Antibiotic resistance is a public health problem and ‘resurrecting’ molecules using cutting-edge technologies has become a promising avenue. Now, a new study has shown that deep learning can be used to extract proteins from all extinct organisms, including mammoths. The results were published this Tuesday in the journal Nature Biomedical Engineering, in an article led by the Spaniard César de la Fuente, from the University of Pennsylvania, in the United States.
Molecular de-extinction aims to resurrect molecules to solve antibiotic resistance and other current biological and biomedical problems. Thanks to machine learning, De la Fuente’s laboratory has discovered the first therapeutic molecules in extinct organisms, launching – according to the group on its website – the field of molecular de-extinction.
“We believe that resurrecting molecules from the past can help solve current problems, such as antibiotic resistance. In fact, resurrection biology is an emerging field that aims to bring chains of molecules and more complex organisms back to life with the ultimate goal to benefit humanity”.
In the new article, the team from the University of Pennsylvania shows that deep learning can be used to extract the proteomes – a group of proteins made by an organism – of all extinct organisms available for the discovery of antibiotic peptides. To do this, as the scientist explains, and to accelerate the discovery, they developed a new AI model called APEX, thanks to which numerous antibiotic compounds have been “successfully” discovered in creatures of the past, such as the woolly mammoth.
This model is the culmination of several years of work, based on decades of previous research on sequencing methods for ancient genetic material.

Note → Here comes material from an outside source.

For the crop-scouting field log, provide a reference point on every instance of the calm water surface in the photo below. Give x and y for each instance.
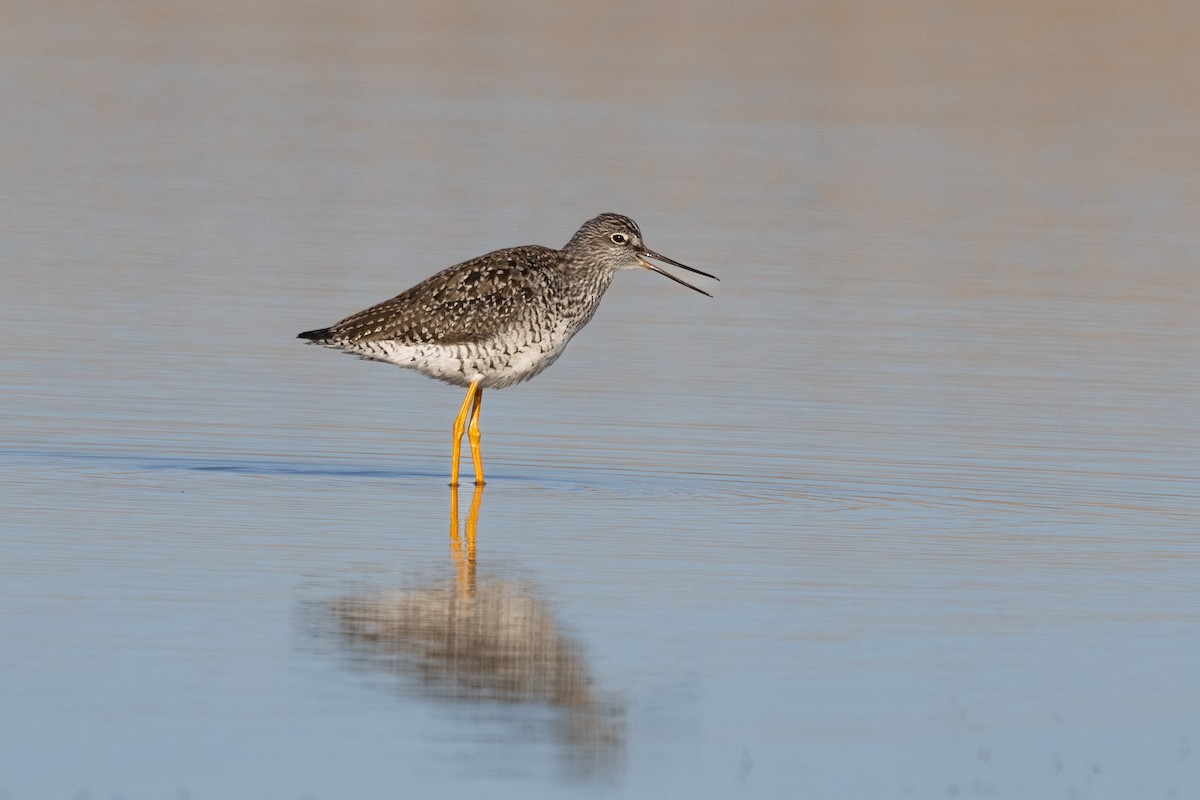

And his laboratory had previously explored the proteomes of our closest relatives, the Neanderthals and the Denisovans. “We identified antibiotic molecules in modern and ancient humans, including Neanderthals. This led us to hypothesize that similar molecules could be conserved throughout evolution,” she says.
To explore this hypothesis, the researchers had to go from extracting several proteomes to hundreds at a time, and to do so they had to develop a more powerful method. This is how APEX was born, “our new artificial intelligence model designed to analyze all extinct organisms known to science: the ‘extinctoma’,” detailed in a thread on X César de la Fuente.
The researchers trained sets of deep learning models for antimicrobial activity prediction and used it to extract 10,311,899 peptides. The models predicted 37,176 sequences with broad-spectrum antimicrobial activity, 11,035 of which were not found in existing organisms.
Experiments in mice
The team synthesized 69 peptides – a short chain of amino acids – and experimentally confirmed their activity against bacterial pathogens. Most of the peptides killed the bacteria by ‘depolarizing’ their cytoplasmic membrane, contrary to known antimicrobial peptides, which tend to target the outer membrane, the authors write in their paper.
In particular, the main compounds (including mammothusin-2 from the woolly mammoth; elephasin-2 from the straight-tusked elephant; hydrodamine-1 from the ancient sea cow; mylodonin-2 from the giant sloth; and megalocerin-1 from the extinct giant moose) showed anti-infective activity in mice with skin abscesses or thigh infections.
Many of these compounds were effective both in vitro and in two preclinical mouse models, with an activity comparable to that of the antibiotic polymyxin B,” says the researcher, who last week published in the journal Cell, together with scientists from the University Technological Institute of Queensland (Australia), research that identified, with the help of AI, almost a million potential sources of antibiotics in nature.
Molecular decay aided by deep learning can accelerate the discovery of therapeutic molecules, the authors conclude in their Nature Biomedical Engineering article. “The molecules discovered by APEX (…) are now candidates for preclinical antibiotics. Our work with AI has dramatically accelerated the discovery of antibiotics. years of work can now be done in hours!” says De la Fuente online social.